From what I've read, Hungarian notation was conceived as a way to note the intent of a variable, and not its type. The mass misinterpretation of this practice led to tremendous amounts of pain.

And all for naught: the compiler most certainly knows what type a variable is. If one turned on the compiler's warnings feature, it could have told you when a poor variable was about to be abused. You could even set it to stop the build if it found an implicit cast.

An implicit cast! Therein lies the problem. C and C++ programmers of the nineties were obsessed about variable types because C and C++ are weakly typed languages. They will make all sorts of horrible assumptions all in the name of speed and simple compiler implementation. Declaring your variables to a *_t at compile time is a speed hack, not a protective measure.

> As my apps and web apps get more complex however, I'm thinking some sort of very basic type system would be in order. Since in Ruby you can never be really certain what type a variable is ...

Ruby has much more than a "basic type system". Since everything is an object, including numbers (which are primitives in most languages), you can always find out what type a variable is:

str = "foo"
str.class # => String
str.kind_of? String # => true

Furthermore, Ruby is a strongly typed language: 2 + "foo" is going to result in a TypeError exception, not a mangled string like it does in C.

Ruby's main problems have more to do with object mutability; e.g. the global interpreter lock and unsafe threading issues. Ruby is a victim of its expressiveness, not its typing.

The application programmers of the nineties used corrupted Hungarian notation as a way to manage the shortcomings of their systems. It made a certain kind of sense to the programmer that was intimately manipulating the stack, mallocing this and freeing that. But it was an attempt to battle complexity with complexity, simulating register machines in order to think at a higher level.

It was a total failure. Please don't promote this to the Ruby community!

(Joel Spolsky on System Hungarian vs Hungarian Apps)

Rob Britton said...

Re-reading that comment, I guess it gives the impression that I meant Ruby has a basic type system.
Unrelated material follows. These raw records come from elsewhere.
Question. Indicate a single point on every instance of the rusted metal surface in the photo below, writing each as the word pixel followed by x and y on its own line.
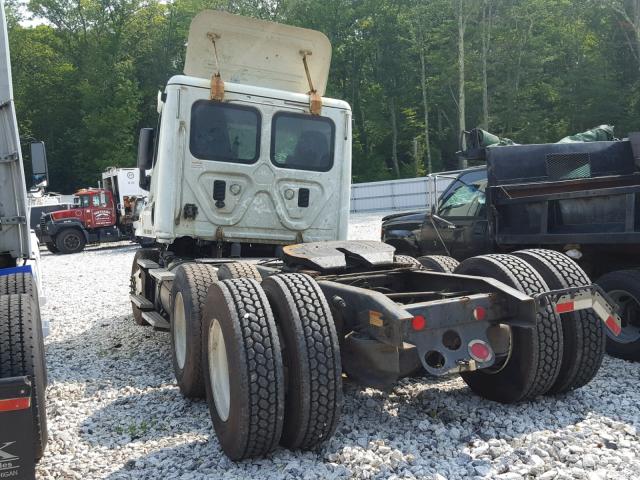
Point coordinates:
pixel 339 254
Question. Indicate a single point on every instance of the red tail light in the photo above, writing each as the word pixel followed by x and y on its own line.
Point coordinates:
pixel 13 404
pixel 480 351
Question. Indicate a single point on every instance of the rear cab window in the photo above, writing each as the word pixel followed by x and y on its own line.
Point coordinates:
pixel 302 142
pixel 224 132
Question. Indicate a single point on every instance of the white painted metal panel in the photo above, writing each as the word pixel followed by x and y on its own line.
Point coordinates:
pixel 15 238
pixel 256 52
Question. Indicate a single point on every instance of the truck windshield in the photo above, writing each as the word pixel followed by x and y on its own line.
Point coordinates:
pixel 302 142
pixel 224 132
pixel 465 197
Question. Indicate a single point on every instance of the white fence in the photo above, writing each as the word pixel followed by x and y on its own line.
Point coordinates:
pixel 396 195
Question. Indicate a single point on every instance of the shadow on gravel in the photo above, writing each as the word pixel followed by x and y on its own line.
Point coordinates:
pixel 112 352
pixel 98 248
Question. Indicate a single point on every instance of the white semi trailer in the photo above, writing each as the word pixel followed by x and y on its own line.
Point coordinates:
pixel 23 425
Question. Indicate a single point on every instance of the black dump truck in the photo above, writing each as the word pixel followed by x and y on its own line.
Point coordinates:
pixel 581 199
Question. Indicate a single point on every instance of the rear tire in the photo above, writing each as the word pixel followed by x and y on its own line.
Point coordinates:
pixel 243 371
pixel 22 354
pixel 139 281
pixel 407 260
pixel 189 292
pixel 70 241
pixel 311 356
pixel 17 283
pixel 582 331
pixel 227 271
pixel 535 354
pixel 623 287
pixel 439 263
pixel 52 247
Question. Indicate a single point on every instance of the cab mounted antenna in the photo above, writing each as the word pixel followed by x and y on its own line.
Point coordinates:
pixel 217 84
pixel 315 100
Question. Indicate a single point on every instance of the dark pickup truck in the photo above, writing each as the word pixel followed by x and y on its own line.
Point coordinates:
pixel 580 199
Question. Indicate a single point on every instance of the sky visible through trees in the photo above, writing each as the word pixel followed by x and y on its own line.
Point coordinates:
pixel 86 74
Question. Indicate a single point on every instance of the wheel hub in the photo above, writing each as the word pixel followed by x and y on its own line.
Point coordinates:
pixel 71 242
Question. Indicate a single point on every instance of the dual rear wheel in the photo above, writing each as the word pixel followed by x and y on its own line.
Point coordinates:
pixel 560 353
pixel 265 354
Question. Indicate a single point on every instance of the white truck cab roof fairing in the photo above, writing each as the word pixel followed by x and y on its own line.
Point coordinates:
pixel 256 52
pixel 257 167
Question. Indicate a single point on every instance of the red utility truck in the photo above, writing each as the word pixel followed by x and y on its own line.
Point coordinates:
pixel 93 219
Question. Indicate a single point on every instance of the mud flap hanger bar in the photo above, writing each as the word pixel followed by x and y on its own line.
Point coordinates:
pixel 573 299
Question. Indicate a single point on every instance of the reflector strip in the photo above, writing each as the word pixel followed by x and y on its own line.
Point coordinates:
pixel 13 404
pixel 564 307
pixel 418 322
pixel 613 325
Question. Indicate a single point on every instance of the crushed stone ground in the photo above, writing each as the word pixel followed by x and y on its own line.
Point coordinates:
pixel 116 413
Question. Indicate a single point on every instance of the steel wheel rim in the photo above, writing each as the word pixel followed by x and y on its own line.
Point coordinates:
pixel 219 370
pixel 179 331
pixel 629 314
pixel 72 241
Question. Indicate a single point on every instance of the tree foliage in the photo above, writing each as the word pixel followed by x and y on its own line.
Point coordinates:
pixel 86 77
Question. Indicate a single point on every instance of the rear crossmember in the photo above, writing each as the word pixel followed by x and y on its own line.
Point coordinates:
pixel 451 329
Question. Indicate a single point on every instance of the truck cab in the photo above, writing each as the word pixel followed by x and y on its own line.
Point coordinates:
pixel 460 218
pixel 259 167
pixel 92 219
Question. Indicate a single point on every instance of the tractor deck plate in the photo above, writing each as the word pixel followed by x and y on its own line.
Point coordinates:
pixel 339 255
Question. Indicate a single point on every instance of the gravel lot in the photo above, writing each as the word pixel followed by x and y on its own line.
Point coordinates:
pixel 115 413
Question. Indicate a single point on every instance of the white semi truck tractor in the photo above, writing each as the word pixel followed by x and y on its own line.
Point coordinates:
pixel 23 425
pixel 249 161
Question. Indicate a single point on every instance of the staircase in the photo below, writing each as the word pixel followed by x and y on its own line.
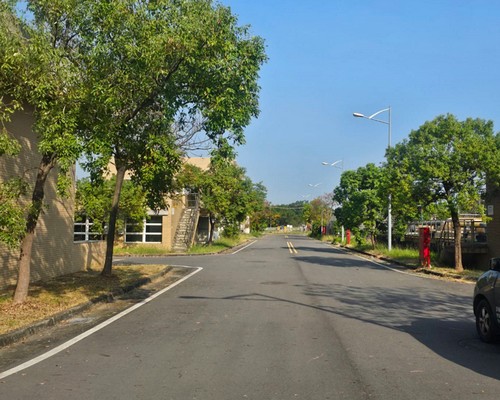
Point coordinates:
pixel 186 230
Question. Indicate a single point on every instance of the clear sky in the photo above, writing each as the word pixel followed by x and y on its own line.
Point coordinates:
pixel 330 58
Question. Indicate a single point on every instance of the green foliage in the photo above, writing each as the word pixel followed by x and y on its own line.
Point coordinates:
pixel 94 200
pixel 227 194
pixel 442 167
pixel 288 214
pixel 362 200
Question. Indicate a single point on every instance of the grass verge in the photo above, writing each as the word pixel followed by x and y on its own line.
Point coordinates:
pixel 50 297
pixel 411 257
pixel 217 246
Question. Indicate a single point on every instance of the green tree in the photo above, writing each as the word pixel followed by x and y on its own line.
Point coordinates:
pixel 36 69
pixel 226 193
pixel 150 66
pixel 94 201
pixel 446 161
pixel 362 204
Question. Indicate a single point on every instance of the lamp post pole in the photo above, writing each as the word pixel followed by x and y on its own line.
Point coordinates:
pixel 389 206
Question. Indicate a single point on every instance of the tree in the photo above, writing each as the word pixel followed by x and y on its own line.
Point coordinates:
pixel 226 193
pixel 152 66
pixel 362 203
pixel 447 161
pixel 94 201
pixel 35 69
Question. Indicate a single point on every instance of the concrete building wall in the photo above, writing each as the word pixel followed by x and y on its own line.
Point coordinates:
pixel 54 252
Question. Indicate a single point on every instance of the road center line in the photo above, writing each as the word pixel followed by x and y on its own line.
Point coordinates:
pixel 96 328
pixel 244 247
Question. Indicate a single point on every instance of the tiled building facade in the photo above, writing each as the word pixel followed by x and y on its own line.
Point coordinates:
pixel 54 251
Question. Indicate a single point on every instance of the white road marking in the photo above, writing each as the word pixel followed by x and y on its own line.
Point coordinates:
pixel 243 248
pixel 96 328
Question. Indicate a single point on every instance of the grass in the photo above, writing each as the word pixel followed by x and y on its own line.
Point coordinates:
pixel 140 250
pixel 157 250
pixel 220 245
pixel 411 257
pixel 47 298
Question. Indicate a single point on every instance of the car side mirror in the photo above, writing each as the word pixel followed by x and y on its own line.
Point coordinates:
pixel 495 264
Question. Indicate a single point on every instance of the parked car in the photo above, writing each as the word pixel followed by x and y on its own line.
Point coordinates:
pixel 487 303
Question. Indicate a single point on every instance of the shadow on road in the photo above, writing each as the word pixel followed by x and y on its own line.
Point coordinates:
pixel 438 320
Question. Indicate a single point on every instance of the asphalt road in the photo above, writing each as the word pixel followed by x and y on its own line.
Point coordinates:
pixel 285 318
That is far from the case and I am well aware that Ruby has a strongly typed system. My point was more that Hungarian may be more useful in Ruby than in C/C++ because Ruby has a dynamic type system. A lot of the time when programming in Ruby a variable will only ever have a single type and it is nice to put that little bit of documentation there to let other programmers know what the the type of the variable should be.

Anyway this was more of a passing thought than an actual recommendation, and I don't think it should be used to the same extent that it was in C/C++ (g_lpasz is overkill). For example, I was thinking more of a little note like aMyVar or sMyVar to denote strings and arrays. I've had problems once in a while where a method is expecting an array but gets a string, but since the two classes have such a similar set of methods you end up with strange/unexpected behaviour as opposed to errors. I don't think that Hungarian notation will in any way fix this, but I don't think it could hurt if used in moderation - although that comment there is spelling doom, when do programmer ever do something in moderation?